Clues ahead of PLMish earnings season? Or not?
PLMish earnings start tomorrow, when Sandvik reports its second-quarter results. I don’t know what they’ll say, but I’m getting questions about PLMish earnings since IBM pre-announced results on Tuesday morning, so let’s explore.
[Quick refresher: US companies release preliminary results when the news is either going to be better or worse than expected, because they’re worried that the news could create a massive share price spike on the news. Many stocks trade up or down before the official earnings release time, and announcing at a time that surprises the market can tamp down these spikes. Companies might also pre-announce when they’re worried the news, good or bad, could leak; securities law requires that all investors receive the news at the same time, so a leak could leave the company open to lawsuits. Anyway …]
Yesterday, IBM announced that it expects to miss total revenue estimates for the second quarter due to worse than expected performance in its Software and Infrastructure segments. Specifically, IBM said, “In the last few weeks of June, we saw clients shift their quarterly capex spend toward servers, storage, and memory purchases to secure supply-constrained infrastructure ahead of expected price increases….While we anticipated some supply chain related impact in our expectations, we did not anticipate the magnitude of the capex reprioritization.”
Let’s parse this a bit at a time: Customers shifted their budgets to “secure supply-constrained infrastructure.” This is probably because they see hardware vendors shifting critical chips to AI infrastructure, and supply chain shocks due to tariffs or shipping problems—most people hate uncertainty and buy to minimize future impact.
IBM went on to say, “In addition, clients were distracted with rapidly-evolving, industry-wide cybersecurity concerns in the quarter…” This might be due to the release of Claude Mythos, Anthropic’s AI model that, for some reason that should have been obvious long ago, finally led people to realize that AIs can and will identify software vulnerabilities that bad actors will exploit. One report I saw said that Mythos can find thousands of zero-day flaws across operating systems and web browsers. If you worry that your corporate systems could be vulnerable, prioritizing technology to secure those existing assets takes precedence over almost everything else.
Finally, IBM said, “We did not adapt and move quickly enough, and numerous large deals failed to close on the timelines we expected, driving the majority of our shortfall.” Numerous large deals failing to close isn’t good for anyone.

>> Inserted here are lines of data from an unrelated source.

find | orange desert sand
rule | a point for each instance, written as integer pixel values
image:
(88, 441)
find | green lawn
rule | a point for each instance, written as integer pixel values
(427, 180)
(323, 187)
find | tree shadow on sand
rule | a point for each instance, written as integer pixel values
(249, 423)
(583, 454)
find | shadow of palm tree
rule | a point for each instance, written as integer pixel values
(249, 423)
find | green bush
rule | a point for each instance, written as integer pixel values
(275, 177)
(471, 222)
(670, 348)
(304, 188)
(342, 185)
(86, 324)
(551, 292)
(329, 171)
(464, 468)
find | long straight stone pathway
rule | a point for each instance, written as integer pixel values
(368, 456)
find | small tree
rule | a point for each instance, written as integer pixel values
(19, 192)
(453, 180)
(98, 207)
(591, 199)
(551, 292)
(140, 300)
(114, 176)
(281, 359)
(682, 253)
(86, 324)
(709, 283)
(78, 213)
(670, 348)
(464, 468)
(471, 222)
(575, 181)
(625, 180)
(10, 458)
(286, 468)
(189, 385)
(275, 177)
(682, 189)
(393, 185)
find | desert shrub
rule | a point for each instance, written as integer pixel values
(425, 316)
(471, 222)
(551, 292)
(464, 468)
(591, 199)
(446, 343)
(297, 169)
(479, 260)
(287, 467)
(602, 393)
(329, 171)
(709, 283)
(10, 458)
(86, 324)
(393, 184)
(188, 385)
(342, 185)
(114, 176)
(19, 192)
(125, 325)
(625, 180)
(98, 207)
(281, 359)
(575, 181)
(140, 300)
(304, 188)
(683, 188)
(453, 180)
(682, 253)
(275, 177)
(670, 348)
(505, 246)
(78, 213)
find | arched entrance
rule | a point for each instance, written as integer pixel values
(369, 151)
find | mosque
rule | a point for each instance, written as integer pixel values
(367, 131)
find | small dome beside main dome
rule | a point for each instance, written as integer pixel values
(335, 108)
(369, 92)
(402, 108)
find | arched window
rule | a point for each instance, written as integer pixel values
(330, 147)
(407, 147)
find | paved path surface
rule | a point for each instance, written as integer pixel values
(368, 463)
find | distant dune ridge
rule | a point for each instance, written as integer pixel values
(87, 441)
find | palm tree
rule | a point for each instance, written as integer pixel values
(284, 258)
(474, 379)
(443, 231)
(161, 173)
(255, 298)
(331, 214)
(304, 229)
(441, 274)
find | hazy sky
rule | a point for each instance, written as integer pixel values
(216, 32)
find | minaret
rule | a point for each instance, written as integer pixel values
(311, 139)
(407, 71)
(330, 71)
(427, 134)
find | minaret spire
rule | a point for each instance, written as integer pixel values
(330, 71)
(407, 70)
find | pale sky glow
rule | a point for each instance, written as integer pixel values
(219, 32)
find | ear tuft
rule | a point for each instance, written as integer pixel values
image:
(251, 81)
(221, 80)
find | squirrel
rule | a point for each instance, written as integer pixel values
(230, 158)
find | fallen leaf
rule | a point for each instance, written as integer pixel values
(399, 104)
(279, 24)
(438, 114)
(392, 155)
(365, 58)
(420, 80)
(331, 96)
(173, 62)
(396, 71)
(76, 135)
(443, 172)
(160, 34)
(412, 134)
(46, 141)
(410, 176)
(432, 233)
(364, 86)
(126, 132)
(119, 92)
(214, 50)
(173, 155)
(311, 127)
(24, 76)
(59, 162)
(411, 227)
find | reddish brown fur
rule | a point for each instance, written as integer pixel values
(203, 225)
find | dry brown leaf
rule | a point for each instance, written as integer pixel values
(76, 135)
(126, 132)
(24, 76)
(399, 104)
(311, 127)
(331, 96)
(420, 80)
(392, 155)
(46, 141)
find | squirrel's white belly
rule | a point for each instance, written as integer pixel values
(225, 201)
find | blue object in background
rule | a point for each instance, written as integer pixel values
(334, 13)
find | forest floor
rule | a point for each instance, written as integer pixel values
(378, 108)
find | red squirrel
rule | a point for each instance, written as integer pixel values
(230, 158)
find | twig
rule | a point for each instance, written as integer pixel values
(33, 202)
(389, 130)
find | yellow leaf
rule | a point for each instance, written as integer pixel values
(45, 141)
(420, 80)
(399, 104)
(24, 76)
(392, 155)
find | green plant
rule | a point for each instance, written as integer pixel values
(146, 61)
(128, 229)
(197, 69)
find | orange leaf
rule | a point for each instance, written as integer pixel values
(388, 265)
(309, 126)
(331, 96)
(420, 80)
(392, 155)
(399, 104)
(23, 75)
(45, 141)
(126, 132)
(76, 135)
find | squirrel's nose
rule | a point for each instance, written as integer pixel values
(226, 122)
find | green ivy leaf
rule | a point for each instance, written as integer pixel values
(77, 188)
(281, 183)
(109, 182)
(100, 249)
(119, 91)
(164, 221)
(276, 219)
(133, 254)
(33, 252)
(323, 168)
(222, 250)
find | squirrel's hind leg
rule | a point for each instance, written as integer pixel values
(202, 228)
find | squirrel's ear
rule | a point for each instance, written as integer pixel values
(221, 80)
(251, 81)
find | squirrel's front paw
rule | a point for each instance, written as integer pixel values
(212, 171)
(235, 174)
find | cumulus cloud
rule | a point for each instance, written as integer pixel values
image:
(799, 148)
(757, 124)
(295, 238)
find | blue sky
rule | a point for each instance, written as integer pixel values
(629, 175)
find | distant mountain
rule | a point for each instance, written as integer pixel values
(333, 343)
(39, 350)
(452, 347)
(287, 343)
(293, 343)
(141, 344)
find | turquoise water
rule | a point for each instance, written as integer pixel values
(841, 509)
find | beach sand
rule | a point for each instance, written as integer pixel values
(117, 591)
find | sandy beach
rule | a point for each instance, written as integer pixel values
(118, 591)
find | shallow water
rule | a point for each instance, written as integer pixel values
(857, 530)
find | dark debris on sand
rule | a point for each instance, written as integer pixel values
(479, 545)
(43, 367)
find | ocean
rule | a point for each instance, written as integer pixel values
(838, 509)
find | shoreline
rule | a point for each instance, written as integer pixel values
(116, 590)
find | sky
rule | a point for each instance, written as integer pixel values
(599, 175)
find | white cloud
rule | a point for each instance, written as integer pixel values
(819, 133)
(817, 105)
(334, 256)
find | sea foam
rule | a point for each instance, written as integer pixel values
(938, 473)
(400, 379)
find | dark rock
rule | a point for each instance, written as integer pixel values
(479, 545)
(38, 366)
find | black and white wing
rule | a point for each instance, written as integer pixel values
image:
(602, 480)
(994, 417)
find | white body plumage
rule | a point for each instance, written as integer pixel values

IBM CEO Arvind Krishna took full responsibility: “These conditions require our teams to execute perfectly, and this quarter we faltered … These are not excuses, but they are realities. Our job is to help our clients through uncertainty, to find paths forward to grow their businesses no matter what is happening in the external environment.” Admirable in a world where blaming others happens all too often.
Do not think IBM is in trouble. The company now expects Q2 total revenue of $17.2 billion, short by almost $700 million, but did report a 5% increase in software revenue and a 1% increase in consulting revenue (all % are constant currency). Mr. Krishna sought to reassure investors, writing that the “z17 [mainframe launch that didn’t have the expected Q2] remains at nearly 130 percent program-to-program, well ahead of z16 which was our strongest program on record.” They’ll be fine.
The company will hold its Q2 earnings call next week, when we’ll get more details.
What could this mean for our little PLMish corner of the world? Companies that divert funding to cybersecurity efforts could delay their PLMish spending, since engineering/design/manufacturing tools are a more routine, strategic decision rather than a response to an emergency hacking threat. Most of the industrial companies I speak to have a separate budget pool for cybersecurity technology, so we’ll have to wait for PLMish earnings to tell us if there’s any ripple effect.
Too, customers’ cybersecurity focus may not have affected IBM’s software revenue all that much. I don’t follow IBM in detail, but I did read that IBM’s softer-than-expected software revenue was due to its transaction processing business, which is related to mainframe sales — in other words, IBM’s software shortfall was tied to hardware sales, not to actual softness in the software business as we typically mean it. IBM’s results may not mean much for PLMish software.
IBM’s shares traded down a whopping 25% since the press release hit the wires. That might be the biggest single-day decline since the 1960s. Yowza. Who knows what that would have been on the day the release was supposed to happen … the share price ahead of the opening today (Wednesday) is up 3%.
Sanvik reports results tomorrow, and the big PLMish vendors the week of 27 July.